Grams of H2 = Moles of CO * (2 * Molar mass of H2 / Molar mass of CO)
Grams of H2 = 2.85 mol * (2 * 2.02 g/mol / 28.01 g/mol)

By following these calculations, you can find the number of moles or grams of each reactant required in a chemical reaction involving methanol production.
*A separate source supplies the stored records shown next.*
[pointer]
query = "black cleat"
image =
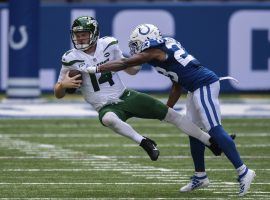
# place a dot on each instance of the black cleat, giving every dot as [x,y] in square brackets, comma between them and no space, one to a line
[150,147]
[217,151]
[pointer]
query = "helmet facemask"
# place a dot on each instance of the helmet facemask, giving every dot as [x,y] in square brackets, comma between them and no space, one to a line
[82,26]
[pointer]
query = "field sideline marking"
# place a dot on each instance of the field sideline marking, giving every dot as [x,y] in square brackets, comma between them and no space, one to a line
[113,135]
[140,173]
[120,157]
[120,183]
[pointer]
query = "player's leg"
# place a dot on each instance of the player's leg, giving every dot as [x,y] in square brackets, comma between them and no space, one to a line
[114,118]
[207,99]
[197,148]
[145,106]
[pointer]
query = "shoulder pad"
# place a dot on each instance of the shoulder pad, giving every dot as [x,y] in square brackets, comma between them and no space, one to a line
[69,58]
[152,43]
[108,41]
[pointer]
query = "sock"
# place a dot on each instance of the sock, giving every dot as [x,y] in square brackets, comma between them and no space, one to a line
[226,143]
[200,174]
[241,170]
[112,121]
[197,152]
[183,123]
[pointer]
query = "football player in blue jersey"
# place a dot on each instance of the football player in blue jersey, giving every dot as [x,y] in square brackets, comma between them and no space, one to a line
[169,58]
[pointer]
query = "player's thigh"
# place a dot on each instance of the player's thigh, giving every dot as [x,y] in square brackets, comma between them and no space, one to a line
[144,106]
[206,103]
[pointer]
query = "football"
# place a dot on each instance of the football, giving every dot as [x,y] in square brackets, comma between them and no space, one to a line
[73,73]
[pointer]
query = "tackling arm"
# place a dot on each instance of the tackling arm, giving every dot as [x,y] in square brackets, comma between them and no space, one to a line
[135,60]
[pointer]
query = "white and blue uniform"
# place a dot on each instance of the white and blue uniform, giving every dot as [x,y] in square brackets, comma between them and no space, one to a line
[202,103]
[202,83]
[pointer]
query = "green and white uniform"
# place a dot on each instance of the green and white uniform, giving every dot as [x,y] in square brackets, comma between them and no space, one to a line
[105,91]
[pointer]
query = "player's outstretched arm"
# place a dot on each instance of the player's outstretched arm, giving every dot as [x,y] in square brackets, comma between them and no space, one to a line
[135,60]
[67,82]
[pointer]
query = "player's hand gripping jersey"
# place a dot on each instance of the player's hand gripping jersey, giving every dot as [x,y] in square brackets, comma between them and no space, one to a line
[180,66]
[101,88]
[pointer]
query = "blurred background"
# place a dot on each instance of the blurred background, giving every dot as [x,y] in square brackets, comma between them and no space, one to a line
[230,37]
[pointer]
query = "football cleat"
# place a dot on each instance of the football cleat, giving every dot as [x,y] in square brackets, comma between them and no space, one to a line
[245,181]
[195,183]
[217,151]
[150,147]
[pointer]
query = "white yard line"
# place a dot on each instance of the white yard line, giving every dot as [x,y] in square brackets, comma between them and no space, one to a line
[82,158]
[112,135]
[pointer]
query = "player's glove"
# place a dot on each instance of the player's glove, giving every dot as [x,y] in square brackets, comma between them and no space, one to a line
[91,70]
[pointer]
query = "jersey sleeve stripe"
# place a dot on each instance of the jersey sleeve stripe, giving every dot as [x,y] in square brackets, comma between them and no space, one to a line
[71,62]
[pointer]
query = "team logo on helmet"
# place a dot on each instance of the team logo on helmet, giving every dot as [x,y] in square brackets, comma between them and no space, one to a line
[141,34]
[88,25]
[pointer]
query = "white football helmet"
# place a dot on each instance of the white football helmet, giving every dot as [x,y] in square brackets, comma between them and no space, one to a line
[140,34]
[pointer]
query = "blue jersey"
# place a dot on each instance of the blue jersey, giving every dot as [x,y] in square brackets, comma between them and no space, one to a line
[180,66]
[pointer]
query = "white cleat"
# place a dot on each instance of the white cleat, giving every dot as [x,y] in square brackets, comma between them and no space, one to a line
[195,183]
[245,181]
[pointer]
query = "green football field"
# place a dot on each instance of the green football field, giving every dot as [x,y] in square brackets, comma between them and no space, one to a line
[80,159]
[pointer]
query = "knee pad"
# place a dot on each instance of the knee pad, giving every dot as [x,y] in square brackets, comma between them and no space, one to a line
[221,136]
[109,119]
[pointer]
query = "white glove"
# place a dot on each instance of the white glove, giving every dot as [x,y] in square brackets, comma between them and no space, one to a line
[91,70]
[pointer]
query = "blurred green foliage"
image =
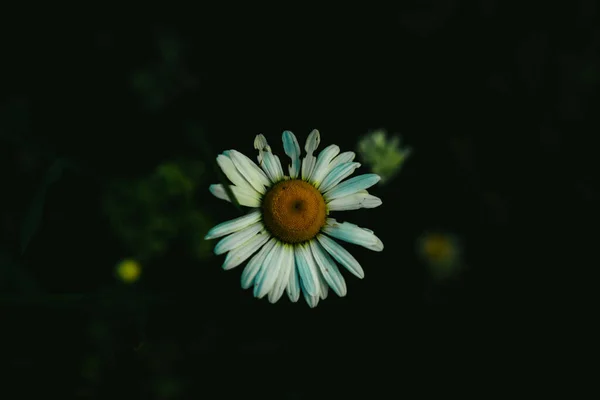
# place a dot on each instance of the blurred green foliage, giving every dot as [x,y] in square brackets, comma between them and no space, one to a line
[384,155]
[33,216]
[161,82]
[147,214]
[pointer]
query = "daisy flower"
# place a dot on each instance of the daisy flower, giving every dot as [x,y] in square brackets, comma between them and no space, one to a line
[288,225]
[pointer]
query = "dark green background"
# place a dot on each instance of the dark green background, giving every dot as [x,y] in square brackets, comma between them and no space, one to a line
[485,92]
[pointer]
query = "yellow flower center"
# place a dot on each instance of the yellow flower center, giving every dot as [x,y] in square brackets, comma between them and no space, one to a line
[294,211]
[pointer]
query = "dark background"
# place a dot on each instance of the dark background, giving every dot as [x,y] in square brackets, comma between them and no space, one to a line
[484,92]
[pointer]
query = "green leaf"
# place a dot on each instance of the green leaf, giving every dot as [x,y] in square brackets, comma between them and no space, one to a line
[34,215]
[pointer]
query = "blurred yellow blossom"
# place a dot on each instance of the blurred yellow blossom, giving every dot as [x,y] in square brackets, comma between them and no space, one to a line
[129,270]
[384,155]
[441,252]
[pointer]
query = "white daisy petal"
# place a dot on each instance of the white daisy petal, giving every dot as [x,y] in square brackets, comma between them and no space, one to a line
[293,287]
[267,276]
[233,225]
[232,173]
[253,266]
[353,234]
[337,175]
[352,186]
[287,267]
[265,268]
[249,170]
[322,165]
[328,269]
[307,269]
[341,255]
[260,142]
[246,197]
[308,164]
[240,254]
[354,201]
[238,238]
[323,287]
[292,149]
[312,301]
[347,156]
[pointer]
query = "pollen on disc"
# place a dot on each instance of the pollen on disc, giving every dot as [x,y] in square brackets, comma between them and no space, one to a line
[294,211]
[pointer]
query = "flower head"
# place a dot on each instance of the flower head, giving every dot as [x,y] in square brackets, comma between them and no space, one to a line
[287,231]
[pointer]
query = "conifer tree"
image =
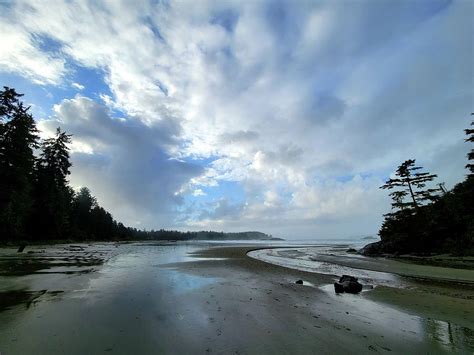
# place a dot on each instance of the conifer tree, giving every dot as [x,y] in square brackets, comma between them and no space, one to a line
[53,195]
[470,155]
[410,183]
[18,139]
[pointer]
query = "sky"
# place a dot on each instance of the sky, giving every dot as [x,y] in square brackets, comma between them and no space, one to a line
[279,116]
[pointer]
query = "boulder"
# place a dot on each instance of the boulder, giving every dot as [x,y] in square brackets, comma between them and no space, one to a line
[371,249]
[348,284]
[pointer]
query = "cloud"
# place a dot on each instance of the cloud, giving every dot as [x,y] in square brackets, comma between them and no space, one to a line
[78,86]
[124,162]
[305,106]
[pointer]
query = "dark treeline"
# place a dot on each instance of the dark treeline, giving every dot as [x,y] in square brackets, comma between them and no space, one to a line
[36,200]
[428,220]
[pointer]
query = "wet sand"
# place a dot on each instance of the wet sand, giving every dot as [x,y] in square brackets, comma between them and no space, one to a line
[198,298]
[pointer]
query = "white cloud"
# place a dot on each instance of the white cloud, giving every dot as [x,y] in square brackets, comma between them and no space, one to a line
[77,86]
[305,106]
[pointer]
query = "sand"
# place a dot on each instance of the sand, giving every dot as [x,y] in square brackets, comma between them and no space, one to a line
[200,299]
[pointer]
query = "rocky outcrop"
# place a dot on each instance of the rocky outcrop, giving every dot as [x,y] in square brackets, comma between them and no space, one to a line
[348,284]
[371,249]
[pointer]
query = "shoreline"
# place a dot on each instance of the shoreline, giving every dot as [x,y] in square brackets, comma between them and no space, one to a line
[201,298]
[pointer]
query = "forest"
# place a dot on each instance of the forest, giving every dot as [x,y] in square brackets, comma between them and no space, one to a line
[427,219]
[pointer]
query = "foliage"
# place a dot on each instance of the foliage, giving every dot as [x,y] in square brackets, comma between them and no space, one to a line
[18,139]
[433,220]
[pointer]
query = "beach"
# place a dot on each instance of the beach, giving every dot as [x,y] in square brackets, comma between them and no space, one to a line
[198,297]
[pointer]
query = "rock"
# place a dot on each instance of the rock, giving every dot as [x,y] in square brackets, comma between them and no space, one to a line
[371,249]
[348,284]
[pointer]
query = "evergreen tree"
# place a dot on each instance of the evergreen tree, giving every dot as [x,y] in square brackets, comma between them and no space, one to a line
[411,183]
[53,194]
[18,139]
[470,155]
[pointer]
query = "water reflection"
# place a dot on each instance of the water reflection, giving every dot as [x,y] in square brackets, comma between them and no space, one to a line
[451,336]
[136,301]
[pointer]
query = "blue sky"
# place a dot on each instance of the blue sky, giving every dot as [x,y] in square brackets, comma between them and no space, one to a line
[279,116]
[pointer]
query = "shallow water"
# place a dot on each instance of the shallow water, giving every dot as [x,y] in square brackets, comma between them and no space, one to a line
[127,298]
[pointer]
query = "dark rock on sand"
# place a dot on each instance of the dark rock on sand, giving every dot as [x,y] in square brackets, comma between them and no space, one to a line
[347,284]
[371,249]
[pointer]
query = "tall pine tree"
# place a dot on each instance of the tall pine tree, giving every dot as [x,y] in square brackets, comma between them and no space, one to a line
[53,195]
[18,139]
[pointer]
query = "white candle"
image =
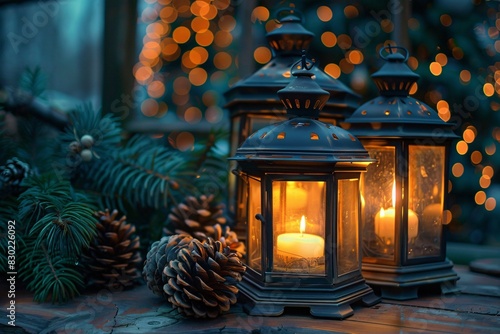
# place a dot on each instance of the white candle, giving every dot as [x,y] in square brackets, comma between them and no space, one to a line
[385,222]
[302,245]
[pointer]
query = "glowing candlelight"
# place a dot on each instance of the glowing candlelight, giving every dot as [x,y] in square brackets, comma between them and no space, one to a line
[385,221]
[301,245]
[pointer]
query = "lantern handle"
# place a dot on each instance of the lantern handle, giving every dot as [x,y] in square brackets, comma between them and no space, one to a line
[288,11]
[390,48]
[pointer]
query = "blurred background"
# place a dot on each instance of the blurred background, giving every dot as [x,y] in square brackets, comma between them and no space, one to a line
[163,66]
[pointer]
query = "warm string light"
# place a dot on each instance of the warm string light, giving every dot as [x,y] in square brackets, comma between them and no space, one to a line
[199,36]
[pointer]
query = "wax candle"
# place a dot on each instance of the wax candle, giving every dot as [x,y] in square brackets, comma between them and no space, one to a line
[302,245]
[385,222]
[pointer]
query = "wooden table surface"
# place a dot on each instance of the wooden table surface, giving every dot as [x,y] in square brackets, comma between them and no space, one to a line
[475,310]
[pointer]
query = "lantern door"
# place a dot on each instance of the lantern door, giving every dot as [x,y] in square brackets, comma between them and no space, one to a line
[299,227]
[426,188]
[379,203]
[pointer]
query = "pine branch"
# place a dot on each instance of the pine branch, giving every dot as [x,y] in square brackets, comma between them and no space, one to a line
[210,163]
[56,216]
[8,212]
[143,173]
[50,276]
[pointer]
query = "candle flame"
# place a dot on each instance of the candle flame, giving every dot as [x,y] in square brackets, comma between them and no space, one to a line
[394,194]
[302,224]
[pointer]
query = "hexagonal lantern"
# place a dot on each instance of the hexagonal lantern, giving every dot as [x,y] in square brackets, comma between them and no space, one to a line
[303,210]
[403,194]
[253,102]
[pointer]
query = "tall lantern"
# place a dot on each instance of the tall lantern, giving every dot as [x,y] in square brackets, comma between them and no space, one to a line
[404,192]
[253,102]
[303,210]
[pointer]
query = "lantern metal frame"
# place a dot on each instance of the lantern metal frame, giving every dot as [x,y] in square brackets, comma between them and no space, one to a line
[304,149]
[253,102]
[397,121]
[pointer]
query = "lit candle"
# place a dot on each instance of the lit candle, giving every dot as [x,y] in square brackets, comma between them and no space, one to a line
[385,221]
[301,244]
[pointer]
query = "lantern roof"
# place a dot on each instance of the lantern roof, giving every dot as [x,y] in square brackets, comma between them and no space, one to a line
[287,41]
[394,113]
[303,138]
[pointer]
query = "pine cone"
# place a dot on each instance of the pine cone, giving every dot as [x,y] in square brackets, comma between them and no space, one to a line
[161,253]
[229,239]
[113,257]
[201,280]
[196,217]
[12,174]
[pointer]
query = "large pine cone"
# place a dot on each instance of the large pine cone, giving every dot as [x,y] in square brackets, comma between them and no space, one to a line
[113,257]
[229,239]
[161,253]
[201,280]
[196,217]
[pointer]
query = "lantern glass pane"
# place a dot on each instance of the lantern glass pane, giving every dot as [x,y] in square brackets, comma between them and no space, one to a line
[254,225]
[299,209]
[347,225]
[378,201]
[425,200]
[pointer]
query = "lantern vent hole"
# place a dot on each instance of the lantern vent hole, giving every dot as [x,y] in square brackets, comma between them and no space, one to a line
[317,104]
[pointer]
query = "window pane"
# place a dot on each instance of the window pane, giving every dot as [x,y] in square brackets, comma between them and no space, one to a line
[254,225]
[425,200]
[378,203]
[347,223]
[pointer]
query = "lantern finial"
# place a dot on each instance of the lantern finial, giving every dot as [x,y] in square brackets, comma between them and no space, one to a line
[303,96]
[395,78]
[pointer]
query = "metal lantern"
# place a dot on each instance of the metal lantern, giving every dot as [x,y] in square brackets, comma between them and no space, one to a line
[403,193]
[303,210]
[254,104]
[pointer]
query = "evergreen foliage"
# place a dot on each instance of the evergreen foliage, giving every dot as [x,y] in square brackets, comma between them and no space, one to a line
[56,216]
[49,275]
[87,167]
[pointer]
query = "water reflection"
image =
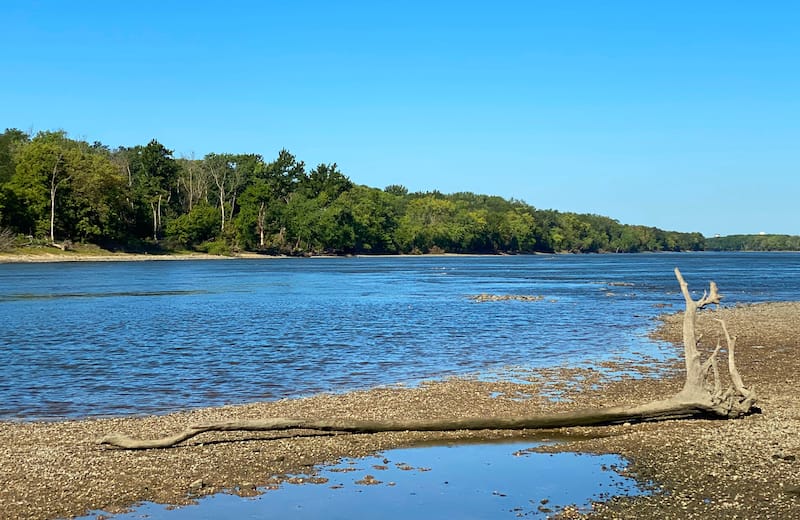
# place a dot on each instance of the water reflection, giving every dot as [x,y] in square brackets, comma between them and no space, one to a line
[457,481]
[175,335]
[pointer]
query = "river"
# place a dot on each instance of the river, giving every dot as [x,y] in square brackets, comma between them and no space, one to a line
[91,339]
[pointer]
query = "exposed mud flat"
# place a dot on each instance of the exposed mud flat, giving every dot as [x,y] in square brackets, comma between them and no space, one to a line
[701,469]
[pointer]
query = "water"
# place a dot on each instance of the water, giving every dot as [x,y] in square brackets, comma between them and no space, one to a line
[463,481]
[97,339]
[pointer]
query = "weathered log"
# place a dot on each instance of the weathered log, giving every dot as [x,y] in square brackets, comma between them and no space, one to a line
[655,411]
[697,399]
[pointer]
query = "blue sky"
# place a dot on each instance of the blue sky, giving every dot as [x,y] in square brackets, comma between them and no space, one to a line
[680,115]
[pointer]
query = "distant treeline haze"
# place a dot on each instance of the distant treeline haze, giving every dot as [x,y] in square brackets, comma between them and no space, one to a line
[54,188]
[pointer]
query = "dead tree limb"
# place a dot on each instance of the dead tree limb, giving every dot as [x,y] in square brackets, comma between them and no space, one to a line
[698,398]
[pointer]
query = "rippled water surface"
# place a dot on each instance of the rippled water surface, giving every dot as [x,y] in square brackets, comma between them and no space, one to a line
[87,339]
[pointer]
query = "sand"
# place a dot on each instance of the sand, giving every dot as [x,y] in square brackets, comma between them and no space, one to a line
[743,468]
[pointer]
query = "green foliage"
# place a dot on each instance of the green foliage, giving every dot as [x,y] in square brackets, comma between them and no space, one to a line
[199,225]
[6,240]
[143,195]
[753,243]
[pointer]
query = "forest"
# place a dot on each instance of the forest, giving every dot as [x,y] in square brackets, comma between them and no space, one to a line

a) 3.6 x 10^2 g CH3OH = ?? moles.

3.5 x 10^2/molar mass CH3OH = moles.
You will need that many moles CO and twice that for moles H2.
b) To produce 4.00 mole CH3OH, you will need 4 moles CO and 8 moles H2. Convert those moles to grams. g = moles x molar mass.
c) Use the coefficients in the balanced equation to convert 2.85 mol CO to moles H2, then convert moles H2 to grams.